3.11 De kantonrechter overweegt voorts dat [gedaagde sub 1] en [gedaagde sub 2] zich voor het treffen van een betalingsregeling dienen te wenden tot de gemachtigde van [X], aangezien zij geen wettelijke mogelijkheid heeft om bij vonnis dwingend een betalingsregeling aan partijen op te leggen.
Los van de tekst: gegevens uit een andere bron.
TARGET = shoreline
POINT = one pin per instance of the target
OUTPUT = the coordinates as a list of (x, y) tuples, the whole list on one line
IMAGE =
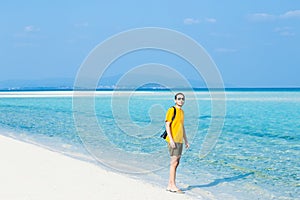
[(32, 172)]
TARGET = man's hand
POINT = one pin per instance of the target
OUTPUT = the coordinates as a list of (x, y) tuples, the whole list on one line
[(172, 144), (187, 145)]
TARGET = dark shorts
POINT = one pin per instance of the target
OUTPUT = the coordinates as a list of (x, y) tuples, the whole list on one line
[(177, 151)]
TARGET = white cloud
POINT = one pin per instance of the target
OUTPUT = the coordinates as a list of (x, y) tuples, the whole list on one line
[(210, 20), (285, 31), (225, 50), (291, 14), (31, 28), (261, 17), (83, 24), (190, 21), (269, 17)]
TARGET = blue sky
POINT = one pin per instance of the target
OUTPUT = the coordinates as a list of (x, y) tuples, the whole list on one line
[(253, 43)]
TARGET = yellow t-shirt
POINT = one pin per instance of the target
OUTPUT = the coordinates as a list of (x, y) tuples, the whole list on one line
[(176, 125)]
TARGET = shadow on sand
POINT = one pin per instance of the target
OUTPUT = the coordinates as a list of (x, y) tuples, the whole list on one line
[(218, 181)]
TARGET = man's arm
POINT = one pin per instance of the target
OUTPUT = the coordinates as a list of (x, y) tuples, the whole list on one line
[(172, 143), (187, 145)]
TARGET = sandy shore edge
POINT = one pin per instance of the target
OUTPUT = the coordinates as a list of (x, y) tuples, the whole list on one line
[(31, 172)]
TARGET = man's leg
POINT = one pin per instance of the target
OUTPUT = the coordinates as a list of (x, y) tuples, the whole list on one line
[(173, 167)]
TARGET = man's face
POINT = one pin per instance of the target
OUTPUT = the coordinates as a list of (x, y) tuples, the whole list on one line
[(179, 100)]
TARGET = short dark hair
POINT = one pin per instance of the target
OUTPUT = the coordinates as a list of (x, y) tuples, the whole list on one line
[(179, 94)]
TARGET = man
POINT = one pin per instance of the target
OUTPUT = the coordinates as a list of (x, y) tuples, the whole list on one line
[(176, 135)]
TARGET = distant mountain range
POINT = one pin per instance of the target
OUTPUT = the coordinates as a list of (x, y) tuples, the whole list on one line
[(110, 83)]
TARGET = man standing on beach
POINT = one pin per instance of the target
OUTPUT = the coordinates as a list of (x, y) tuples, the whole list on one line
[(176, 135)]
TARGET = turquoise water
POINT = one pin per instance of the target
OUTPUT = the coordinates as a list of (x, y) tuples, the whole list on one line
[(257, 155)]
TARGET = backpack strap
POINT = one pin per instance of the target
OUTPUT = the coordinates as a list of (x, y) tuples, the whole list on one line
[(174, 113)]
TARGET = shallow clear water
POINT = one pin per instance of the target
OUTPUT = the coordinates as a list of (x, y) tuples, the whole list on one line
[(257, 155)]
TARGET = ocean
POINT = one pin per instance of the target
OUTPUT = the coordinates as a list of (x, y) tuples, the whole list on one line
[(256, 155)]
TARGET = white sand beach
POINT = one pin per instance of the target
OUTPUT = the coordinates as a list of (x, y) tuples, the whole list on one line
[(29, 172)]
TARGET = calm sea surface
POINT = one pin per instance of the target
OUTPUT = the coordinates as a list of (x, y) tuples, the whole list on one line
[(257, 155)]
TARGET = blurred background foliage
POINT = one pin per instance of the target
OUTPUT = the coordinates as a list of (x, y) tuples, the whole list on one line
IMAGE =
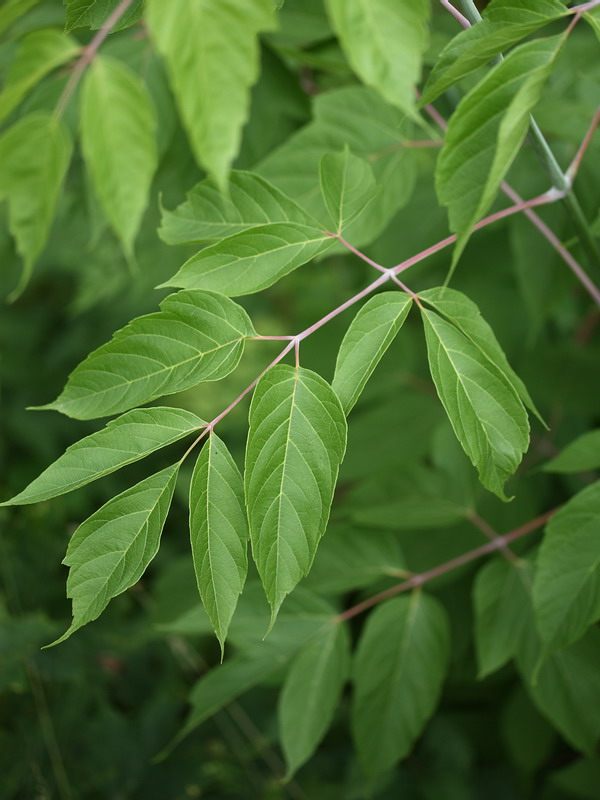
[(88, 719)]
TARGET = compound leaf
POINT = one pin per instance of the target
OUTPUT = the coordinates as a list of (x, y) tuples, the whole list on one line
[(196, 336), (384, 41), (119, 144), (207, 214), (34, 158), (212, 54), (219, 533), (347, 185), (398, 672), (482, 404), (295, 445), (504, 23), (253, 259), (370, 334), (110, 551), (566, 589), (128, 438), (311, 692)]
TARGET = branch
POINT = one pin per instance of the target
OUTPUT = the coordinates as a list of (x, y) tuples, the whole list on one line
[(472, 555), (88, 54)]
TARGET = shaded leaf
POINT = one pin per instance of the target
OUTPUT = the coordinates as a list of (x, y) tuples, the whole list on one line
[(502, 599), (398, 672), (196, 336), (370, 334), (128, 438), (486, 131), (110, 551), (119, 143), (295, 445), (251, 260), (219, 533), (207, 214), (504, 23), (347, 185), (384, 41), (39, 53), (34, 158), (211, 83), (566, 589), (311, 692), (579, 456), (483, 407)]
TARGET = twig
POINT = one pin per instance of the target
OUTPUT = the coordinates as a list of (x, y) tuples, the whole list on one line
[(418, 580)]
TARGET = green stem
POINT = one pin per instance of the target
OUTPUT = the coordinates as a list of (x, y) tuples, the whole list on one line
[(559, 180)]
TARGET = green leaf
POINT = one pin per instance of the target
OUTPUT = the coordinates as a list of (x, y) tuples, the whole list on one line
[(483, 406), (311, 692), (207, 214), (212, 54), (12, 10), (398, 671), (502, 599), (119, 144), (566, 590), (347, 185), (462, 312), (295, 445), (219, 533), (94, 13), (110, 551), (567, 687), (486, 132), (196, 336), (34, 158), (504, 23), (339, 120), (253, 259), (579, 456), (370, 32), (39, 53), (370, 334), (128, 438)]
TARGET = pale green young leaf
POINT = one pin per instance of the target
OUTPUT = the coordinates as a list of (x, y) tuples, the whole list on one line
[(219, 533), (462, 312), (207, 214), (252, 260), (486, 132), (212, 54), (579, 456), (296, 442), (128, 438), (502, 600), (566, 688), (12, 10), (94, 13), (398, 672), (34, 158), (384, 41), (196, 336), (566, 589), (505, 22), (110, 551), (370, 334), (311, 692), (39, 53), (347, 185), (119, 144), (482, 404), (338, 120)]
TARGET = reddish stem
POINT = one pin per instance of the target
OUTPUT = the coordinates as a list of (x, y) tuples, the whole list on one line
[(418, 580)]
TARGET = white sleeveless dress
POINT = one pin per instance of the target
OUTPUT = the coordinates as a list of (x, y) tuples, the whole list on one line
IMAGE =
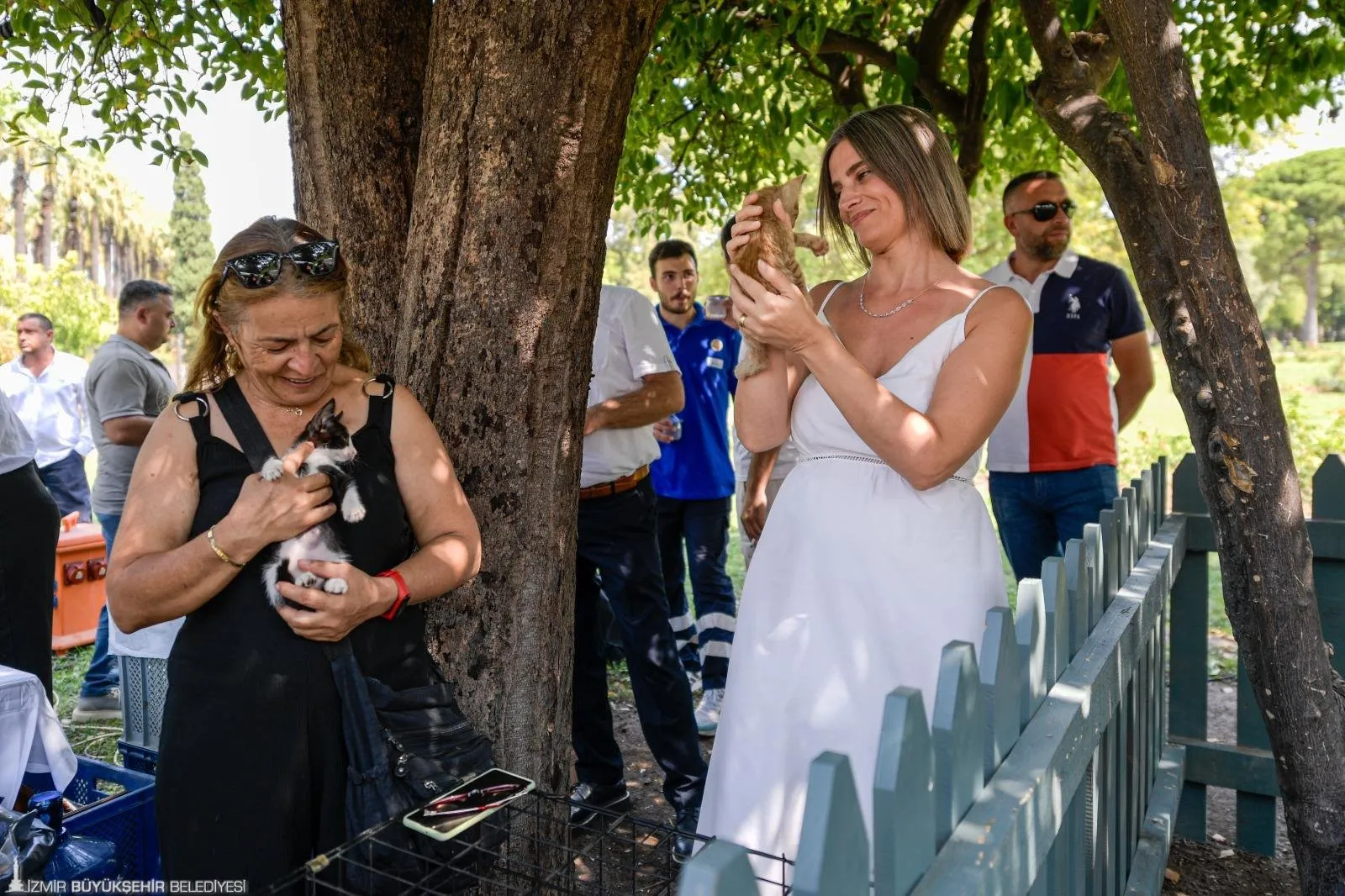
[(857, 584)]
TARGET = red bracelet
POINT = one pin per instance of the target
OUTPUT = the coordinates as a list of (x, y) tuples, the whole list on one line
[(403, 593)]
3.12 [gedaagde sub 2] en [gedaagde sub 1] zullen als de in het ongelijk gestelde partijen hoofdelijk worden veroordeeld in de kosten van de procedure met dien verstande dat per exploot een bedrag van € 83,17 (in plaats van € 93,17) zal worden toegekend. De proceskosten worden begroot op € 1.228,34 (€ 166,34 explootkosten, € 437,00 griffierecht en € 625,00 gemachtigdensalaris).
4. De beslissing
De kantonrechter:
veroordeelt [gedaagde sub 1] en [gedaagde sub 2] hoofdelijk, en wel zo dat wanneer de een betaalt, de ander zal zijn bevrijd, om tegen behoorlijk bewijs van kwijting aan [X] te betalen een bedrag van € 5.036,08, vermeerderd met de wettelijke rente over € 4.879,00 vanaf 6 februari 2012 tot aan de dag der algehele voldoening;
veroordeelt [gedaagde sub 1] en [gedaagde sub 2] hoofdelijk, en wel zo dat wanneer de een betaalt, de ander zal zijn bevrijd, in de kosten van dit geding, aan de zijde van [X] tot op heden begroot op € 1.228,34;
verklaart dit vonnis uitvoerbaar bij voorraad;
wijst het meer of anders gevorderde af.
Dit vonnis is gewezen door mr. E.J.G. Eijssen- Vruwink en in het openbaar uitgesproken op 4 juli 2012.